For which kind of nuclear reactions is the nuclear binding energy per nucleon appropriate? The nuclear binding energy curve is often presented as a reason why iron is abundant in planet cores. However, to me it is not entirely evident why binding energy per nucleon, E/A, is chosen to assess the possibility of a nuclear reaction. Alpha decay is a counterexample where the E/A value results in ambiguity. One of the two decay products, the alpha particle, has a smaller E/A. So in general E/A is not a suitable predictor. For simple decay, ΔE = Emother-Edaughter is better than E/A. 
 A: The BE/A curve presents a visual qualitative average behavior for how tightly bound a nucleus of a given A might be. A-values which are lower on the BE/A axis have more mass energy per nucleon so that it's possible to move them, through some reaction, to a higher point and have a net gain of kinetic or radiative energy.
Alpha decay is a process which moves heavy nuclides to a lower A and generally higher BE/A value. Beta decays don't change A, so, due to the average qualitative nature or the curve, BE/A doesn't mean much.

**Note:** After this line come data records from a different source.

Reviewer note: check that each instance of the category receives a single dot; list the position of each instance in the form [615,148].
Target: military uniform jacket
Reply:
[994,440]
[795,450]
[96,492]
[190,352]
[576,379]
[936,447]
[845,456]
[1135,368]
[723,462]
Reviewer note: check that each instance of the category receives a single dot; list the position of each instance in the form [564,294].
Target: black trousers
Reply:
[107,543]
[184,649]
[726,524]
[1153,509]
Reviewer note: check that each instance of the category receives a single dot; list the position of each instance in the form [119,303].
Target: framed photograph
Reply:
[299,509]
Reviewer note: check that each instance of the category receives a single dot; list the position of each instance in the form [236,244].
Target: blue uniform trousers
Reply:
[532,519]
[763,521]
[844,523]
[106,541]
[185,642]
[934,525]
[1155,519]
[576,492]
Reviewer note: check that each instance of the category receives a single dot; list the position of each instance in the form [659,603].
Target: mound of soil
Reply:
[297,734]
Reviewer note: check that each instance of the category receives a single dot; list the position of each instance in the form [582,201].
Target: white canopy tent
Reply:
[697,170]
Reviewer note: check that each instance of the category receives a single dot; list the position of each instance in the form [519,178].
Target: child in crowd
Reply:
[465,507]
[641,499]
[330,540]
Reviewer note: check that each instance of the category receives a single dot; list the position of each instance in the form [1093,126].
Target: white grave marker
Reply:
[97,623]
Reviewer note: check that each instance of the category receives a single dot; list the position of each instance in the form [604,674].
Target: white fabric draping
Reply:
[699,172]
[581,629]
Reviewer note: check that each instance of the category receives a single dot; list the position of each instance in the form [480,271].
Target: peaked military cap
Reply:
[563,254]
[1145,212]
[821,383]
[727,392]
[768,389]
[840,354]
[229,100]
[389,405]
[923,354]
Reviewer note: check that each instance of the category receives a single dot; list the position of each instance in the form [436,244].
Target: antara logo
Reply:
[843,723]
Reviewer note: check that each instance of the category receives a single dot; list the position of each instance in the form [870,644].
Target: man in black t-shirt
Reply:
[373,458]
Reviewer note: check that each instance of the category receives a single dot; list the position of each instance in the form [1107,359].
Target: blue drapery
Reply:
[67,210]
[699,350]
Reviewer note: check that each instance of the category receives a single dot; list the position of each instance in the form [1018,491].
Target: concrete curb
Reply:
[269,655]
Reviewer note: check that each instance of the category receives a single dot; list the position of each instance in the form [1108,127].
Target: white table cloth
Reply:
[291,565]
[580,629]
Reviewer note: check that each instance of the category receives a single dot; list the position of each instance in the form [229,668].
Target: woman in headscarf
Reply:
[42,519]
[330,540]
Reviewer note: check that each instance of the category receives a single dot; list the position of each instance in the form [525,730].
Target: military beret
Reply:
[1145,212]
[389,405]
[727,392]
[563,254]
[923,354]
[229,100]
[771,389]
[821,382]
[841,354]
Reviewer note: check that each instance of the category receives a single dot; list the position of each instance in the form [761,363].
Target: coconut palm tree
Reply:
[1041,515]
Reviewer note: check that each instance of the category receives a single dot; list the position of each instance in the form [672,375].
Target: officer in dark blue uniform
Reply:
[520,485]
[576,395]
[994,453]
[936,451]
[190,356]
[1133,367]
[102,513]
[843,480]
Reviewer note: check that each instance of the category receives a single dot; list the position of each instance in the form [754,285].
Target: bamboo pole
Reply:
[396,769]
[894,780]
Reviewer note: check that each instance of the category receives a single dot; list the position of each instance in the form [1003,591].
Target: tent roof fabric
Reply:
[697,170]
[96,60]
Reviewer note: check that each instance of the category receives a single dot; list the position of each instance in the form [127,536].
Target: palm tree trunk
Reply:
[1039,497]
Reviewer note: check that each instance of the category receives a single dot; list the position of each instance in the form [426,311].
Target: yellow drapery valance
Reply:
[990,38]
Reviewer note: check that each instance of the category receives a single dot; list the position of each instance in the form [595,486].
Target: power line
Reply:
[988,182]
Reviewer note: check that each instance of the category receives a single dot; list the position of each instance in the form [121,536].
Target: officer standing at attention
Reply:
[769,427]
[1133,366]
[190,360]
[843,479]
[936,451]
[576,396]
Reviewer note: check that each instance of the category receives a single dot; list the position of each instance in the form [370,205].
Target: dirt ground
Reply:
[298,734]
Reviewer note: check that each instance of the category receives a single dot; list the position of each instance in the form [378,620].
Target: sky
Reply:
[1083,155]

Two main types of reactions which reflect the nature of the curve are fission of large A nuclides and fusion of small A nuclides. If fission of a large A (>234) nuclide can be induced (or if it happens spontaneously), the result will usually be two large fragments centered roughly around 2/5A (~94) and 3/5A (~140). Looking at the BE/A curve one will see that the BE/A values at those smaller nucleon counts are higher, indicating less mass energy in the system, and hence more kinetic or EM energy.
Fusion of light nuclides (A=1, 2, or 3), require the input of large kinetic energies, aided by QM tunneling usually, to create nuclides of A=4, 5, or 6, but the very large changes in the BE/A curve at the low A end of the curve results in a net output of energy.  A=4 or A=12 can be fused in the extreme conditions of hot stars to move even further up the BE/A curve.